On 1/22/18 11:44 AM, Alex Buckley wrote:
> On 1/22/2018 11:21 AM, Remi Forax wrote:
>> ----- Mail original -----
>>> De: "Alex Buckley" <alex.buckley at oracle.com> À: "jdk-dev"
>>> Let's suppose we have a Java SE 11-compliant JVM implementation and
>>> a 55.0 class file. You're saying that a new kind of entry in the
>>> constant pool is a cleaner way to signal the presence of class file
>>> content that's incubating in SE 11 than a non-zero minor_version.
>>> Please explain why because I don't see it.
>>
>> No, i do not propose to mark an experimental class with an unknown
>> constant pool constant.
>>
>> I said that using a class attribute to mark expertimental classes is
>> better because it doesn't change the semantics of the classfile
>> version.
>
> First, you keep saying experimental but I tried very hard in the JEP 
> to distingush incubating features from experimental features. I sent a 
> mail about this last week but it seems to have missed the mark again. 
> Incubating != experimental.
>
> Moving on, it appears you want to ring-fence the minor_version item. 
> You do not want it to have a first-class meaning, even in new class 
> files (SE 11 and greater).
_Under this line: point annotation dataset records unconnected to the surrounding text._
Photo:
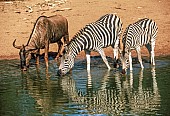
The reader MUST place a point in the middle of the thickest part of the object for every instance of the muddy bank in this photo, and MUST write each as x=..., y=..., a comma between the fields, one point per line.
x=18, y=18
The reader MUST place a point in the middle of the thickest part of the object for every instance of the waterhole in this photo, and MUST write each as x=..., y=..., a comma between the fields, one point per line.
x=38, y=92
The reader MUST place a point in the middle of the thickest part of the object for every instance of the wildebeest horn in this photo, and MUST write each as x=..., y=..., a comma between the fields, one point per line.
x=18, y=47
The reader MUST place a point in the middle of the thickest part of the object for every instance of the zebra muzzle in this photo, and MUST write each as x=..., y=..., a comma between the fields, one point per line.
x=59, y=72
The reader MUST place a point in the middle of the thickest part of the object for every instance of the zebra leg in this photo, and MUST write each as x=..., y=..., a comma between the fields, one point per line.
x=46, y=54
x=115, y=52
x=139, y=57
x=152, y=54
x=148, y=46
x=130, y=61
x=38, y=57
x=88, y=61
x=60, y=45
x=101, y=52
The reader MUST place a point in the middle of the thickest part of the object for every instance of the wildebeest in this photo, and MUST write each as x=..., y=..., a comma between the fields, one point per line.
x=46, y=30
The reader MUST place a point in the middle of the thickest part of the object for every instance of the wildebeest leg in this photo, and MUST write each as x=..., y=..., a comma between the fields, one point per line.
x=46, y=53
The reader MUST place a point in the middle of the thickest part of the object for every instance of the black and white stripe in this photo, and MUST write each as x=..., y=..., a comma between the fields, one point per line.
x=140, y=33
x=93, y=37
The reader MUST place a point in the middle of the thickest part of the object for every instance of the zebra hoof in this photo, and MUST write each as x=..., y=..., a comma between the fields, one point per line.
x=123, y=71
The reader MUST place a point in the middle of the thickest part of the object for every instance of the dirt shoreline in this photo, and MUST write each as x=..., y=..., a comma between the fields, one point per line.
x=18, y=18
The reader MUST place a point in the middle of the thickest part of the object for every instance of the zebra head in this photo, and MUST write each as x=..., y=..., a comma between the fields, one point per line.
x=25, y=56
x=125, y=61
x=67, y=62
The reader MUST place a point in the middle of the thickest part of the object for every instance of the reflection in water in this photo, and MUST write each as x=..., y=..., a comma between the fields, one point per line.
x=100, y=91
x=115, y=94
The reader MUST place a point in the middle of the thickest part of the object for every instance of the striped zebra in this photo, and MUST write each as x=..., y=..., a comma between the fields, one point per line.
x=95, y=36
x=136, y=35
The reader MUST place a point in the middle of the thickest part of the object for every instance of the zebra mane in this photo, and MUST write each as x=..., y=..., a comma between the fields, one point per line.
x=80, y=32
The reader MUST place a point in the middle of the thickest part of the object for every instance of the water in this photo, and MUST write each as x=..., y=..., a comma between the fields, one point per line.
x=38, y=92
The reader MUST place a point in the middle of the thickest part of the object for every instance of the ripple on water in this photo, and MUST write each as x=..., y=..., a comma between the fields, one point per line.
x=142, y=92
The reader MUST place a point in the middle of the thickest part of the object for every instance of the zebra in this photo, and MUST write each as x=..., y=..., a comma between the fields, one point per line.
x=94, y=36
x=136, y=35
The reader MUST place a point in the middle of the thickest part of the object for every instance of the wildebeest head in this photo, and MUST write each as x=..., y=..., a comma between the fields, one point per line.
x=67, y=62
x=25, y=56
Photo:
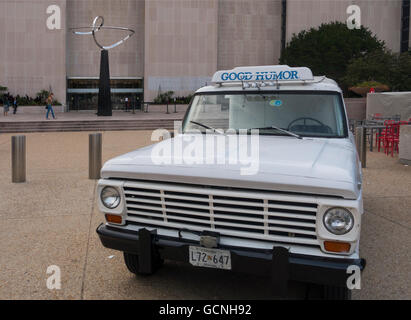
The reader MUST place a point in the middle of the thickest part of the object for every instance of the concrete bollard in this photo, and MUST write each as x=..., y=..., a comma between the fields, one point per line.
x=18, y=159
x=94, y=155
x=361, y=143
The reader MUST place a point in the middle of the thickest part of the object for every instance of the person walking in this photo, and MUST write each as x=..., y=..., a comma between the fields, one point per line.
x=6, y=105
x=15, y=106
x=49, y=107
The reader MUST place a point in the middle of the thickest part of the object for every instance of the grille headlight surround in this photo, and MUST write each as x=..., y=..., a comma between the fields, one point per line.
x=110, y=197
x=338, y=220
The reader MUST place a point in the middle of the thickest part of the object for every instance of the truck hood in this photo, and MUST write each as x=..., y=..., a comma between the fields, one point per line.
x=279, y=163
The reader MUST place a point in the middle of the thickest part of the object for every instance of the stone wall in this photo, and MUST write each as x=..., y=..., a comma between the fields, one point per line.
x=32, y=57
x=356, y=108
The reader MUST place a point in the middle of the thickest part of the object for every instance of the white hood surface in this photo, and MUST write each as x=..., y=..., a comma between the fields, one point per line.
x=282, y=163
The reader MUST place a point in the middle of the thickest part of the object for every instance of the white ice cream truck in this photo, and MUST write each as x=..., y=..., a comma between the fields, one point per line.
x=295, y=217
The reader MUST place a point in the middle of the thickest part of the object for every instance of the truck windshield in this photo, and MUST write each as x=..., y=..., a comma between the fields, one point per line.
x=307, y=114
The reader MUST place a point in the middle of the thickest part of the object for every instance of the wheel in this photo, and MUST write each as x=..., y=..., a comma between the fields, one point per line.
x=336, y=293
x=133, y=265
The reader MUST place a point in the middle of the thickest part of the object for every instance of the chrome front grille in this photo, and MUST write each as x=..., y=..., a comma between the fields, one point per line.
x=243, y=213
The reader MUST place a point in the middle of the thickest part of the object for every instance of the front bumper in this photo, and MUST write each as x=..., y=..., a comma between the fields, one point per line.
x=277, y=263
Why not?
>
>> But this come with an issue if the experimental feature add
>> a new constant pool constant and the VM doesn't support experimental
>> features, in this peculiar case, i said that throwing an error
>> because the class is invalid because it contains an invalid constant
>> pool constant instead of throwing an error because the VM doesn't
>> support experimental classes is Ok.
>
> It's not very nice for the user if a JVM implementation sometimes 
> rejects unsupported incubating content cleanly (based on detecting the 
> attribute) while at other times throwing errors for the 
> really-unsupported unsupported incubating content (in the constant pool).